State Farm’s freedom to become latest Katrina victim
Ryan | 18 02 2007If you're a first time visitor, you may want to subscribe to our RSS feed, which will keep you up to date with all the latest New School Politics posts. Thanks for visiting!
In the past couple of days the largest home insurer in the US, State Farm, announced that it will stop writing new policies for homeowners and small businesses in Mississippi.
Bob Trippel, senior vice president, explained, “It is no longer prudent for us to take on additional risk in a legal and business environment that is becoming more unpredictable.” Essentially, the gulf coast has emerged as an area of exorbanite risk where a cost far outweighs the potential benefits of doing business. As such State Farm is making a reasonable business decision to take their capital elsewhere.
Consequentially they could now face the specter of government compulsion as Reuters reports:
Mississippi’s attorney general said Friday he would propose legislation to force State Farm, the largest home insurer in the United States, to continue writing new policies in his state.
State Farm has said it will stop writing new policies for homeowners and small businesses in Mississippi following a legal battle over damage claims in the state from Hurricane Katrina in 2005.
Attorney General Jim Hood, at a press conference, condemned the company’s decision, calling State Farm a “robber baron” and accusing it of “decadent actions” in Mississippi …
Hood said Friday that he had asked Mississippi Gov. Haley Barbour and Insurance Commissioner George Dale to issue emergency orders requiring insurance companies to continue writing home policies until the state legislature can act. He said he had not had any response from either Barbour or Dale.
State Farm immediately fired back, saying Hood was part of the problem.
“This is a remarkable response to what was just a business decision, but it does underscore the legal and political challenges faced in Mississippi,” Fraser Engerman, a spokesman for State Farm, told Reuters. “We want to continue to serve our customers in Mississippi, but it seems some are intent on making that more difficult.” …
Under Hood’s proposed legislation, a company selling auto insurance in Mississippi, and both auto and home insurance in other states, would be required to also sell homeowner insurance in Mississippi.
State Farm has said it wants to sell auto insurance - but not new homeowner policies - in Mississippi.
Every proposition that the Attorney General has put forth now is an immoral threat to State Farm’s liberty. State Farm is entitled to the property they own by right. They earned the capital they have accumulated and therefore are entitled to venture it as they please and where they please. Mr. Hood did not earn it, he cannot order them what to do with it; Gov. Barbour did not earn it, she cannot order them what to do with it; the people of Mississippi did not earn it, they cannot order them what to do with it; it was the freedom of the State Farm that produced the service they provide and it is their right to do with it as they please.

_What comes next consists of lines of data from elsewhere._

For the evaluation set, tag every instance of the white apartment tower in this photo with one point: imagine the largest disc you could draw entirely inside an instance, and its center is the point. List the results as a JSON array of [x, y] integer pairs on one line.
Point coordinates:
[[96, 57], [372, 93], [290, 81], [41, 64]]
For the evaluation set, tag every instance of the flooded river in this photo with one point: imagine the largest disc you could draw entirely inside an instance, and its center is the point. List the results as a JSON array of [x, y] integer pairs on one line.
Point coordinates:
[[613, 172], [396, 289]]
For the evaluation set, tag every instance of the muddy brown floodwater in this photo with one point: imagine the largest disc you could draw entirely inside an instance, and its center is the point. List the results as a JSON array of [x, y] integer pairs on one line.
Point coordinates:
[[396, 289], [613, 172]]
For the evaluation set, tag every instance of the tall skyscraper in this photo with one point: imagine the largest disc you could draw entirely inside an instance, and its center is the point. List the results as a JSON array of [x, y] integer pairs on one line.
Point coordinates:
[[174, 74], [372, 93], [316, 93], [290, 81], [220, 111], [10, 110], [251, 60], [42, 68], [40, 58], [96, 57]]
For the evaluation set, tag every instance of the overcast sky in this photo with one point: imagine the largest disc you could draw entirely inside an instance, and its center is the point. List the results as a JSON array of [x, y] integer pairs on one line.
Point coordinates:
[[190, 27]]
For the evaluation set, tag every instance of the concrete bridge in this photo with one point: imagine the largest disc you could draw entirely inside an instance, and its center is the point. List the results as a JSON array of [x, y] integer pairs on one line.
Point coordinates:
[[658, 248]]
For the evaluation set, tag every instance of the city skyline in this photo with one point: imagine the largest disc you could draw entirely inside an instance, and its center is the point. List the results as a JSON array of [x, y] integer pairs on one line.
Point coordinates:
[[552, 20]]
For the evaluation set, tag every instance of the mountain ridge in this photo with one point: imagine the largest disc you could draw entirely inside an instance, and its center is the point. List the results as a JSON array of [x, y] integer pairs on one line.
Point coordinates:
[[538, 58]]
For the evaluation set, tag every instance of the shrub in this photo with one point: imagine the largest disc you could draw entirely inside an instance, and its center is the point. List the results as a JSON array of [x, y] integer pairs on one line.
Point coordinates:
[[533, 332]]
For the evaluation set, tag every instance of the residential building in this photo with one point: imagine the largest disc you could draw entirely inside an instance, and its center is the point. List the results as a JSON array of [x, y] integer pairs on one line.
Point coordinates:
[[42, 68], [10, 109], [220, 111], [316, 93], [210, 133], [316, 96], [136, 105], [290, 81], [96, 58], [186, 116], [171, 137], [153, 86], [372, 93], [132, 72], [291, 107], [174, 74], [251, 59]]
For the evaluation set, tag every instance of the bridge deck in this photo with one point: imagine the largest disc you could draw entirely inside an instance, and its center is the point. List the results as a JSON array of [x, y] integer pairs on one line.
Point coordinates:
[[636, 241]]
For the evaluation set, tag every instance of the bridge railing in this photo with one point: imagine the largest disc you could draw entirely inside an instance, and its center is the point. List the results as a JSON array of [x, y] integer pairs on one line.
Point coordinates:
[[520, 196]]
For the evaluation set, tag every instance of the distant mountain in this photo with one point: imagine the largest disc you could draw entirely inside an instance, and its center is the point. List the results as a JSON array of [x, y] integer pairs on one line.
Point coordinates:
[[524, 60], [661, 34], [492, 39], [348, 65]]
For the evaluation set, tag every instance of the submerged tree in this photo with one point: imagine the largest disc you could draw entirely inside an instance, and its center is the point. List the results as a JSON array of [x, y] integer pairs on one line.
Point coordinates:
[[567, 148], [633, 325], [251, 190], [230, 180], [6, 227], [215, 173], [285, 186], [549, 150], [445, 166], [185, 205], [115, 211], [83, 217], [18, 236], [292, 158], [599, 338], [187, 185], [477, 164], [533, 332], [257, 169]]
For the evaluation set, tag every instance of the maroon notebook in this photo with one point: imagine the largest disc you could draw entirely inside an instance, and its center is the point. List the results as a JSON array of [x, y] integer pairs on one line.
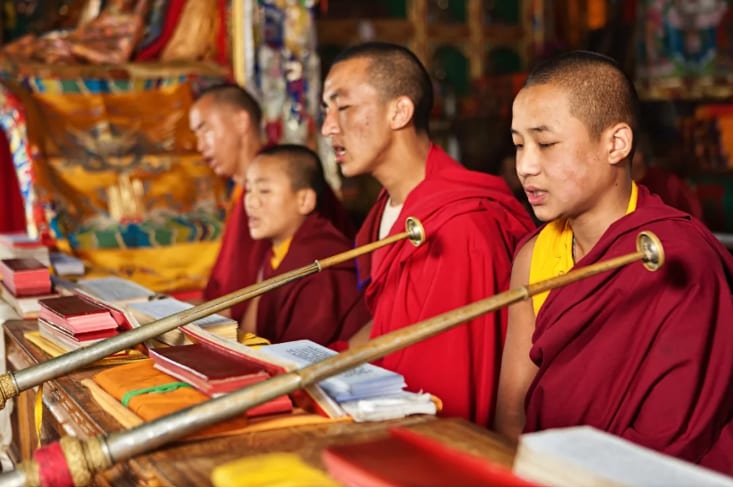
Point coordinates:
[[76, 314], [406, 458], [206, 369]]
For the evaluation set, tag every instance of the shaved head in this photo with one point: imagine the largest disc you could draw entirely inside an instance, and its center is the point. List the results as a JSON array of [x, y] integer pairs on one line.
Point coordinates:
[[302, 165], [600, 93], [396, 71], [234, 96]]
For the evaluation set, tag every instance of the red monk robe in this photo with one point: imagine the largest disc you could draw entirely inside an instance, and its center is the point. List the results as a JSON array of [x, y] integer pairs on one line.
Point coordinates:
[[673, 190], [647, 356], [240, 257], [473, 224], [324, 307]]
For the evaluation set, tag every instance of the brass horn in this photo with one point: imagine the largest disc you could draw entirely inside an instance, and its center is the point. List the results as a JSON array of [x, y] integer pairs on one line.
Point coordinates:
[[86, 457], [13, 383]]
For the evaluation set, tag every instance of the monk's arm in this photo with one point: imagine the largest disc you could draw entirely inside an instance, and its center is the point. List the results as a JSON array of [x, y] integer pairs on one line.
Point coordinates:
[[361, 336], [517, 370]]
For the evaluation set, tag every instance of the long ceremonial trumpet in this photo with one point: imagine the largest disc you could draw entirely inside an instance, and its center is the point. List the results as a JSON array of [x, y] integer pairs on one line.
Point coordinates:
[[13, 383], [83, 458]]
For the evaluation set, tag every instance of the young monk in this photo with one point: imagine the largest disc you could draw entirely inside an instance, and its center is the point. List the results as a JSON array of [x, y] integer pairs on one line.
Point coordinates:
[[284, 185], [226, 120], [378, 99], [644, 355]]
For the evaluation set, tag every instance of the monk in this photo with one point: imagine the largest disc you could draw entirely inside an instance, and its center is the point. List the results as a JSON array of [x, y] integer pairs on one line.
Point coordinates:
[[377, 99], [644, 355], [284, 185], [227, 122]]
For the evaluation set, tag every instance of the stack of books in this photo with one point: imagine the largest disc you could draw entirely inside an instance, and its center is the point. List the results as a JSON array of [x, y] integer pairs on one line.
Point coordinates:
[[24, 282], [214, 372], [366, 392], [584, 456], [21, 245], [25, 276], [141, 313], [72, 322]]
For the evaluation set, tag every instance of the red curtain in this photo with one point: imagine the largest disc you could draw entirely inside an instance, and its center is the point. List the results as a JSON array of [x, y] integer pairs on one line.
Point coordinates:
[[12, 216]]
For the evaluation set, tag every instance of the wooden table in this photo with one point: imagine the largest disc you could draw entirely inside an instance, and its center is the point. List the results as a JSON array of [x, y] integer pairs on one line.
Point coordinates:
[[70, 410]]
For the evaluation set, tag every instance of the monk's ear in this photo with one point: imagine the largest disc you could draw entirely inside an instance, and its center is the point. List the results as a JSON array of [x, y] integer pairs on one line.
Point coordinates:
[[307, 201], [401, 112], [620, 141], [242, 121]]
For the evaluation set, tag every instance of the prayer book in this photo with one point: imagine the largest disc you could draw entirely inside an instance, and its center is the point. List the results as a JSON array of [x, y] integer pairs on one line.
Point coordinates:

The insurance that State Farm makes available to people in Mississippi, as well as all of the United States, was only made possible by them pursuing their own self interest and attempting to make a profit. The mind power that it takes to make a billion dollar corporation out of nothing is enormous. The exercise of free will and ingenuity that manifests itself in State Farm is a testimite to the power of the reason. But reason is a volitional faculty and does not function under compulsion. State Farm insurance was therefore a byproduct of the free market system; it would not have come from nothing to where it is today if it faced the constant duress of central planning.

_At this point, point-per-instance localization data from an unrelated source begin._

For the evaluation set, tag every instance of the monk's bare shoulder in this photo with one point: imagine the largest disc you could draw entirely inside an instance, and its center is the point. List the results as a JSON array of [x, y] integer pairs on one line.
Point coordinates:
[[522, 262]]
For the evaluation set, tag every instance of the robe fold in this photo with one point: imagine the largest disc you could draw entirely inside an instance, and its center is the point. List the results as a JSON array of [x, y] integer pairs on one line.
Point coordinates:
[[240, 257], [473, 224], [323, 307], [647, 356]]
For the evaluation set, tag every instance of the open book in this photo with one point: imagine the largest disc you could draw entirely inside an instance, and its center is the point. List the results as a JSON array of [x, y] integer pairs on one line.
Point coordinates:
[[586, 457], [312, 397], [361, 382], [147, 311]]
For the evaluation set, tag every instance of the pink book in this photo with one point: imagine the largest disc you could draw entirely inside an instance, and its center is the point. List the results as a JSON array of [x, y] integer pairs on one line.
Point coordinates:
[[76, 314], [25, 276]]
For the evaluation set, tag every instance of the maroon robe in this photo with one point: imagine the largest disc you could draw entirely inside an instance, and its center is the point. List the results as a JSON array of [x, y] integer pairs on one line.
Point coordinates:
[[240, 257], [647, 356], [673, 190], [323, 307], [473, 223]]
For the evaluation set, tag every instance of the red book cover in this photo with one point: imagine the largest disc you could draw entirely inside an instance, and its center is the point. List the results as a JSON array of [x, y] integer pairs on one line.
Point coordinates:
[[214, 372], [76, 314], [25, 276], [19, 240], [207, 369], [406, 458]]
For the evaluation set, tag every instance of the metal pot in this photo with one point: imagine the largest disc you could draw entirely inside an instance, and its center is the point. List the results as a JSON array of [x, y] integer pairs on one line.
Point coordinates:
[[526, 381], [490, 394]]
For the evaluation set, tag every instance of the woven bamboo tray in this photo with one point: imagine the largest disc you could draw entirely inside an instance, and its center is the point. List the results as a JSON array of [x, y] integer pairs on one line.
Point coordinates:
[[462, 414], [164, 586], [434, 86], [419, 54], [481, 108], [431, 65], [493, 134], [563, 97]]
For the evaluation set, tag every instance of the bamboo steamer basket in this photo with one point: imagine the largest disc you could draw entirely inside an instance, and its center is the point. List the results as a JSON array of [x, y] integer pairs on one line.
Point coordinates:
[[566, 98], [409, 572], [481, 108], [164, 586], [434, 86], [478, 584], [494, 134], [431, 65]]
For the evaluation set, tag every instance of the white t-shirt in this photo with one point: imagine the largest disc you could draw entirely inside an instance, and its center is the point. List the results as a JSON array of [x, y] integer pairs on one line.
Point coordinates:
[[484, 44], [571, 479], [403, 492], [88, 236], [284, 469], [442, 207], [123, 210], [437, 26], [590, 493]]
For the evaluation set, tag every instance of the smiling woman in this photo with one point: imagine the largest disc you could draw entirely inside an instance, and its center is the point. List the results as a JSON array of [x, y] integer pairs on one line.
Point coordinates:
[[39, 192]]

And yet, Attorney General Hood is attempting to create such a business environment for insurance companies in his state and simultaneously expects them to continue producing insurance to individuals and small businesses. If successful in his agenda, Hood will soon find out the consequences of not allowing the rational mind to think freely–either State Farm will be forced to plunder its capital in the state or it will flee entirely from Mississippi. But no matter what we will see freedom and wealth of more than one party suffer. Not only will State Farm Insurance see its business freedom and bottom line reduced, but the people of Mississippi will simultaneously have their right to buy insurance from whoever is willing to sell it taken away and the supply of insurance available to them diminish.